Using AI Tools

Advanced Visualizations as an Example

Prof. Dr. Claudius Gräbner-Radkowitsch

Europa-Universität Flensburg

2026-06-11

Today’s session

Part 1 — AI tools

What AI is (and isn’t) doing
Three modes of use
Three failure modes
The invariant habit

Live demo: seeing failure in real time

Part 2 — Publication-ready figures

Avoid ugly, bad, or wrong graphs
Choosing the right chart
Five key extensions
The 7-item checklist

Live demo + exercise

Note

The tools will change every six months. The habits we build today will not.

Part 1

What AI is (and isn’t) doing

AI predicts plausible next tokens given its training data.

It does not:

reason about your problem
look things up or verify claims
know what has changed since its training cutoff

The consequence:

Confidence is not correctness. Fluent-looking code is not correct code.

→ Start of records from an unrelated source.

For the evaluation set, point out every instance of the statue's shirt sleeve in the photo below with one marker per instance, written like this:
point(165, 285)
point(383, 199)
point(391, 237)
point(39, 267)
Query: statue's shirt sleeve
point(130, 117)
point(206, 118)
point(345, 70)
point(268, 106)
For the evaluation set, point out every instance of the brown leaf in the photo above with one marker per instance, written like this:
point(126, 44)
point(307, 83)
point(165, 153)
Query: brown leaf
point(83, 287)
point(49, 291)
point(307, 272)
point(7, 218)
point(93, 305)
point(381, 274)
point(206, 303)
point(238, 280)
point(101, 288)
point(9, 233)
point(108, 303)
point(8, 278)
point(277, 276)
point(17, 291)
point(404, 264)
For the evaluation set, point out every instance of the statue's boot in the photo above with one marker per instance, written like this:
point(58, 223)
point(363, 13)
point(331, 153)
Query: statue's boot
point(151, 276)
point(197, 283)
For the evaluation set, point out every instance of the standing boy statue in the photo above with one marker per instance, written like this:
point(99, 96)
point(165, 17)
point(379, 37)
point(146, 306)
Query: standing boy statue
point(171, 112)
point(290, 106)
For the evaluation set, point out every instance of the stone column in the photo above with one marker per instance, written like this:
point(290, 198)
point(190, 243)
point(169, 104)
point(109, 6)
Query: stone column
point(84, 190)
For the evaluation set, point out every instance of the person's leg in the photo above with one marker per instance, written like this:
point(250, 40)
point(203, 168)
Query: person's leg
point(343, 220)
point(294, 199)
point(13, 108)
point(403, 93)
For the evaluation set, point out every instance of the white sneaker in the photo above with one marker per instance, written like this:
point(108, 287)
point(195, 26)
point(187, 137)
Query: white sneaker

What AI is (and isn’t) doing

Hallucination is structural, not a glitch to be patched away.

Tip

A model trained on Stack Overflow posts from 2022 will confidently emit syntax that no longer works in ggplot2 3.4.0.

Note

What about AI with web search? Tools like Perplexity or Claude with research mode retrieve current text — partially lifting the training-cutoff limitation. But retrieved text is still summarised by a model that cannot verify it. The hallucination and reasoning limitations remain.

Three modes of use

Autocomplete

AI completes boilerplate you already know how to write
Risk: low
Gain: modest
Use when you would have typed it anyway

Thought partner

Ask for options, strategies, chart recommendations — you decide
Risk: medium
Gain: high
Works best when you have strong domain knowledge

Code reviewer

Paste your own code; ask what is wrong or what a referee would criticise
Risk: low
Gain: builds critical skill
Extremely useful, low-risk

Important

The choice of mode is itself the skill. The session returns to this after every demo.

Note

Modes combine. A typical workflow: use thought partner to sketch a plan, correct it yourself, then autocomplete fills in the code. Use code reviewer afterwards to catch what you missed.

Three failure modes

Package hallucination AI invents plausible-sounding packages or functions that do not exist. A USENIX Security 2025 study across 16 models found ~20% of recommended packages were hallucinations. In R, this is silent until library() throws an error.
Stale API knowledge Deprecated arguments (size= → linewidth= in ggplot2 3.4.0), renamed functions, moved packages. The model was trained on older code. It cannot know what changed.
Vibe coding Accepting AI output without reading it. Re-prompting when it breaks without diagnosing why. Each unread iteration makes the next harder to understand.

The invariant habit

prompt  →  inspect  →  run  →  diagnose
   ↑                              │
   └──────────────────────────────┘

Inspect — read the code before running it. Does it do what you asked?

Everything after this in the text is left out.